Ambrose not interested in seeking permanent Tory leadership: spokesman
Interim Conservative Leader Rona Ambrose asks a question during question period in the House of Commons on Parliament Hill in Ottawa on Monday, May 2, 2016. (THE CANADIAN PRESS/Sean Kilpatrick)
OTTAWA -- Thanks, but no thanks -- that's interim Conservative leader Rona Ambrose's reaction to a nascent campaign seeking to allow her to run for permanent leadership of the party.
A small group of Tory MPs launched a drive last week to open the party's constitution to change the rules that prevent interim leaders from seeking the top job, a move designed specifically to encourage Ambrose to run.
But her spokesman said it's not in the cards.
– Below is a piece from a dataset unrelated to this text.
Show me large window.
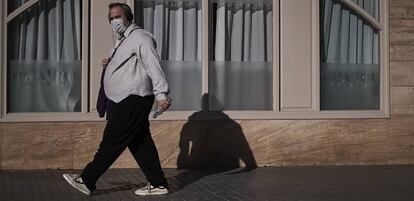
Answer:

"Rona is obviously happy to be receiving support for the work she's been doing as interim leader because it shows that the team is on the right track," Mike Storeshaw said.
"But her decision on the permanent leadership was made a long time ago, and it hasn't changed and won't change. She's not going to be a candidate for it."
The party's constitution prohibits an interim leader from becoming a candidate in the leadership process.
To change the rules requires 100 delegates from 100 ridings to sign a petition, and that's just the first step. From there, the issue would be discussed at the upcoming Conservative policy convention in Vancouver and if it made it out of a constitutional review, the broader convention would need to vote and approve the change.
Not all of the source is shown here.